Un Gobierno que redujo la presión de la deuda, produjo un récord de reservas y paga puntualmente sus obligaciones desde el 2005 sin tomar créditos internacionales, no puede regalar alegremente las divisas acumuladas con tanto sacrificio de la ciudadanía.

Necesita cuidar los recursos en moneda extranjera que obtiene de un comercio exterior alicaído por las crisis mundial, para poder importar insumos industriales necesarios para que las fábricas sigan funcionando y para pagar obligaciones externas.

Las estrecheces del sector externo -un cuello de botella crónico en la economía nacional- fueron gambeteadas en el pasado con abundantes préstamos internacionales tomados a tasas usurarias, lo cual explotó en el default del 2001 que se llevó hasta las instituciones.

El kirchnerismo evitó el recurso del préstamo internacional contra viento y marea, por lo que sería incongruente que marchara ahora en ese sentido para satisfacer las ansias de acumulación de un sector de la población que confunde las libertades ciudadanas con el librecambio a ultranza.

Por el contrario, el kirchnerismo reivindicó desde 2003 la preeminencia de la política sobre la economía y del estado sobre el mercado, por lo cual resultaría francamente ridículo un cambio radical en ese sentido.

Los caceroleros insistieron durante su reclamo callejero en exigir una "libertad" de la cual gozan todos los argentinos de distintas condiciones sociales.
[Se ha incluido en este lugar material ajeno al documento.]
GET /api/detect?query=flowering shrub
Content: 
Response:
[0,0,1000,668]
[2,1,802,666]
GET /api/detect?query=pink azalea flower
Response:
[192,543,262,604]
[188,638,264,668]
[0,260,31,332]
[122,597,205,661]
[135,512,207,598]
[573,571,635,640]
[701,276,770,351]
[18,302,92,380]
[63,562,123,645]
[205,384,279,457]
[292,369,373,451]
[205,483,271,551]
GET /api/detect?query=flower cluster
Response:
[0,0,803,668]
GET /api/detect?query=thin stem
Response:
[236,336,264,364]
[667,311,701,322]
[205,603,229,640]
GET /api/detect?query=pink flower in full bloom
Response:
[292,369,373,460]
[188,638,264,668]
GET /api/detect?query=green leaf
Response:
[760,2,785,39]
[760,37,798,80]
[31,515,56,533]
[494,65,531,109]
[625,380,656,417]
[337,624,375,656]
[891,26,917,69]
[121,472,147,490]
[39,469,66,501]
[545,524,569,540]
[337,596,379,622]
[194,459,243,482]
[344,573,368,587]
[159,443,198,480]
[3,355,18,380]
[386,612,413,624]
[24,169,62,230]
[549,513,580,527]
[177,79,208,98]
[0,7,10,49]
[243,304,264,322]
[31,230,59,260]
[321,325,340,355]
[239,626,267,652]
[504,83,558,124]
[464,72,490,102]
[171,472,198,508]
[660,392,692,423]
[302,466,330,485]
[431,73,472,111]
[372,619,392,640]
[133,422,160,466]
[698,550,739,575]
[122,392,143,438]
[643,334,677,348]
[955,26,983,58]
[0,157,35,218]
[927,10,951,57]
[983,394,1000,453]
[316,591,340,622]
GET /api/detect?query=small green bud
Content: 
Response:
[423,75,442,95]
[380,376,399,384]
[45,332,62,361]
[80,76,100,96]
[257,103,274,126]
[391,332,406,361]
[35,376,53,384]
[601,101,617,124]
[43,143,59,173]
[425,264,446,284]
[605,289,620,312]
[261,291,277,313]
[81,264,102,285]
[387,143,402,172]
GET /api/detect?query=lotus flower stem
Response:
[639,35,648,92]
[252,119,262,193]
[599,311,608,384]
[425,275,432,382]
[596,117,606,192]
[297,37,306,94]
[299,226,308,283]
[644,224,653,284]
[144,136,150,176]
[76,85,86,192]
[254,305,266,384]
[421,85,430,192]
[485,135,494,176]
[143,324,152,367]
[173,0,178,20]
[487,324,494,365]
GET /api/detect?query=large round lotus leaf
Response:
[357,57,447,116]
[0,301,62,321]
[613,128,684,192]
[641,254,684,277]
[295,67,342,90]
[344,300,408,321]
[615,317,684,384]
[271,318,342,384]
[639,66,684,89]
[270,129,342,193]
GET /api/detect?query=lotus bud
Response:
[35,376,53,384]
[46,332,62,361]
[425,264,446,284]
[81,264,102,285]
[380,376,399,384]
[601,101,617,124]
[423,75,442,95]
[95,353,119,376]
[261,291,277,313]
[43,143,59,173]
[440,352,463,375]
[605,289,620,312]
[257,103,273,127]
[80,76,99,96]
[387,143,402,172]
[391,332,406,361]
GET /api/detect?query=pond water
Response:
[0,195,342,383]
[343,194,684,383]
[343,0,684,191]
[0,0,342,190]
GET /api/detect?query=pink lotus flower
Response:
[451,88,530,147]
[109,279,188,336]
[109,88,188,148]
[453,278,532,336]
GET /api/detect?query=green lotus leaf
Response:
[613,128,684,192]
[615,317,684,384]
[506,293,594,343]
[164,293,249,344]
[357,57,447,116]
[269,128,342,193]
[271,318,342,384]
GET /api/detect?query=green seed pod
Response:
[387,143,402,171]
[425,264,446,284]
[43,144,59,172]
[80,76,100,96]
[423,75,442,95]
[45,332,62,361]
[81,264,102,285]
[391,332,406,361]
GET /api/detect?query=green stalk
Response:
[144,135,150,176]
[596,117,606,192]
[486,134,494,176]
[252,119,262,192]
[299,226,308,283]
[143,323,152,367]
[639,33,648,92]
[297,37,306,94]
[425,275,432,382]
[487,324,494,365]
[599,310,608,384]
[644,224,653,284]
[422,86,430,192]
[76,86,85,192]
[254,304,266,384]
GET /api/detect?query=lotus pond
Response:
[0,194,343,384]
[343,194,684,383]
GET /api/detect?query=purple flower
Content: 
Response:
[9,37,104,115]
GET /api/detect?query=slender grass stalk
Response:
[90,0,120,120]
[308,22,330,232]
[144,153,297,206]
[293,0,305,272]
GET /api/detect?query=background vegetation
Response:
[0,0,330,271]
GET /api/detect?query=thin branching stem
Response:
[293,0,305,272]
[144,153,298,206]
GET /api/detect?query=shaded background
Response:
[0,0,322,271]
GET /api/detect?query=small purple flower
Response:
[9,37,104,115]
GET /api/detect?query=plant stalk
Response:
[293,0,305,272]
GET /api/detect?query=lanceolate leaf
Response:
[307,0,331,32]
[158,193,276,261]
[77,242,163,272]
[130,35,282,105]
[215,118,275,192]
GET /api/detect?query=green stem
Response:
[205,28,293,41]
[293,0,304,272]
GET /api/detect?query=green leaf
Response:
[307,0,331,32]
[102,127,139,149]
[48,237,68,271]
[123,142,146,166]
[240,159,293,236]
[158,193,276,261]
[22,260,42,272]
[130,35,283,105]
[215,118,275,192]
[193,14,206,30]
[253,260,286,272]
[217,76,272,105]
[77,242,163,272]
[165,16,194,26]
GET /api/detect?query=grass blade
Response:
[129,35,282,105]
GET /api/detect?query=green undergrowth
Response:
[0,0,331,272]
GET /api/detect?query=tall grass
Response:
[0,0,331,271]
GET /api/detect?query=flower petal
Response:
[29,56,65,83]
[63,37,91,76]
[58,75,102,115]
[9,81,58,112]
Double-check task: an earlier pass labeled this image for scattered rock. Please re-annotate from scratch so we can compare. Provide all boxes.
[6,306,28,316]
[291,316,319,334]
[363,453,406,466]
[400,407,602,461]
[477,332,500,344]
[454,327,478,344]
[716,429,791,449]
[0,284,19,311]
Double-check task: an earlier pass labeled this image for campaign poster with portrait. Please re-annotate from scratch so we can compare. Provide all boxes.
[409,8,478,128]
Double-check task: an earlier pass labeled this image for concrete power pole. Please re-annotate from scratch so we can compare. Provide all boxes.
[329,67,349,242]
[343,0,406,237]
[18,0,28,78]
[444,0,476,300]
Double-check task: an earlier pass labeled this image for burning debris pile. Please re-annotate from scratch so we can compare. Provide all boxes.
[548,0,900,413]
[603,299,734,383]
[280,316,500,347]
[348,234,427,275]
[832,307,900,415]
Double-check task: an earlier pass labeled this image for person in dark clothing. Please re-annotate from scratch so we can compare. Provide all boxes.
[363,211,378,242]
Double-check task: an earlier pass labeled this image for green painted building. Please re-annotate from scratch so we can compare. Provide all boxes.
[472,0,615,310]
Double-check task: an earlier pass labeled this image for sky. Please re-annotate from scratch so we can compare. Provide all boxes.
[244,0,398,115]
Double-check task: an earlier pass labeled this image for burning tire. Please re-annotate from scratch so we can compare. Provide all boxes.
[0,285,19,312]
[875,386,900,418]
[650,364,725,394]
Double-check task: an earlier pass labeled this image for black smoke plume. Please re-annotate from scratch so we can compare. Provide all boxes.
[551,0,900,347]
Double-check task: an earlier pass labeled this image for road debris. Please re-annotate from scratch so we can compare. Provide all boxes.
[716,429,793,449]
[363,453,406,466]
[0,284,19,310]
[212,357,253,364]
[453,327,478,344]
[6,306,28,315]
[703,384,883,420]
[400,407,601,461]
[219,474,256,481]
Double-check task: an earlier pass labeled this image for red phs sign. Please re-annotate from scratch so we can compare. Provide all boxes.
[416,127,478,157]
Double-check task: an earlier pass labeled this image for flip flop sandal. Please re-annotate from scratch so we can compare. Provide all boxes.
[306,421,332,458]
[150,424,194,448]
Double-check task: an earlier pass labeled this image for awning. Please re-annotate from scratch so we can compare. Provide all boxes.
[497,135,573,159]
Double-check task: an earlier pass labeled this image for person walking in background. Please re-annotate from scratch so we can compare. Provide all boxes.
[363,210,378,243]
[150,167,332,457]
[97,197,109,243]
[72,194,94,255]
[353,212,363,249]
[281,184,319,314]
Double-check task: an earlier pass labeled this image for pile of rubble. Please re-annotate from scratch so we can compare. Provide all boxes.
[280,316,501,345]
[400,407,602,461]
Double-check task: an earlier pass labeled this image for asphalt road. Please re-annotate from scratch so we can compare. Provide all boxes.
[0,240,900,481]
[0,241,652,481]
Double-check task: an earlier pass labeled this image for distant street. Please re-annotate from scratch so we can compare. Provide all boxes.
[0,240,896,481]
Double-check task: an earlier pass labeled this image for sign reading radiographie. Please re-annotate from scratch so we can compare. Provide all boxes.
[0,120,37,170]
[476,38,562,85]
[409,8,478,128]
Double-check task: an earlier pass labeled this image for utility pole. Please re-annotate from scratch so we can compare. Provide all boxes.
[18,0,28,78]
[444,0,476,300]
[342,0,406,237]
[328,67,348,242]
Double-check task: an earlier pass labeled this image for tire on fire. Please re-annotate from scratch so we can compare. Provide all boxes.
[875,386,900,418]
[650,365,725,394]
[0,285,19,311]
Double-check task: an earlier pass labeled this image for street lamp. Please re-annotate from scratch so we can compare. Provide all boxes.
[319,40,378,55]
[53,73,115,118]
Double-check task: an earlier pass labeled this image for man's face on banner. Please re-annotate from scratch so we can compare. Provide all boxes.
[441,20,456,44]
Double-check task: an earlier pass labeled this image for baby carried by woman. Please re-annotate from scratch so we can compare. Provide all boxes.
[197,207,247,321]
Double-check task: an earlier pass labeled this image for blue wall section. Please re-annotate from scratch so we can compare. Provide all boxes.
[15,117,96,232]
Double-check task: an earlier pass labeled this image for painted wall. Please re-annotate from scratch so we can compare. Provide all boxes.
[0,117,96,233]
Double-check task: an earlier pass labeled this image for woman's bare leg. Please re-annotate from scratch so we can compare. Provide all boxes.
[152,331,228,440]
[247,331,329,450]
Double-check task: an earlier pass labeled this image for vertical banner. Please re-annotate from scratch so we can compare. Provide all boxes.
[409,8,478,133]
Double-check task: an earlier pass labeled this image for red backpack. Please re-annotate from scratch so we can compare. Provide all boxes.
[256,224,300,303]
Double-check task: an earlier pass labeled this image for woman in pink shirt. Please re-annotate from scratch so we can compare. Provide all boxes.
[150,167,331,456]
En verdad, los sectores medios y altos que participaron en la protesta siempre tuvieron más "libertades" que los pobres.

El reclamo realizado a viva voz en las calles, parece apuntar a una libertad de mercado en la cual el estado mantenga un rol de ausente.

El reclamo contra la "diktadura" es tan incongruente y contradictorio
como el de mayor calidad institucional, realizado al mismo tiempo que las pancartas piden "que se vaya", "andate" y otras maravillas republicanas.

En verdad, los caceroleros no tienen un programa común y coherente, sino que coinciden en la bronca contra un modelo que hasta culturalmente les resulta agresivo. Pese a que viven razonablemente bien o muy bien, siempre les molestó el ascenso social de los más postergados. En ese sentido, la multitud del jueves representó en las calles la expresión de una vieja antinomia.

No está mal escuchar sus demandas, pero si el Gobierno aceptara todos los cambios que le proponen se produciría una operación de travestismo político superior a la encabezada por Carlos Menem en 1989, quién asumió proponiendo una "revolución productiva" y se fue tras un ajuste que provocó el cierre de miles de industrias.

La suma de las medidas puntuales que plantean los caceroleros implicaría la definición de un modelo de país opuesto al que impulsa el kirchnerismo, por lo cual sería realmente saludable para la democracia que una fuerza política asuma la representación de los descontentos para plantear orgánicamente una alternativa política en las próximas elecciones.

Sólo las urnas pueden dirimir una vez más la vieja antinomia. Recién entonces se sabrá si los planteos del jueves tienen un apoyo mayor que los 12 millones que apostaron el año pasado por un modelo de crecimiento, inclusión, empleo y consumo.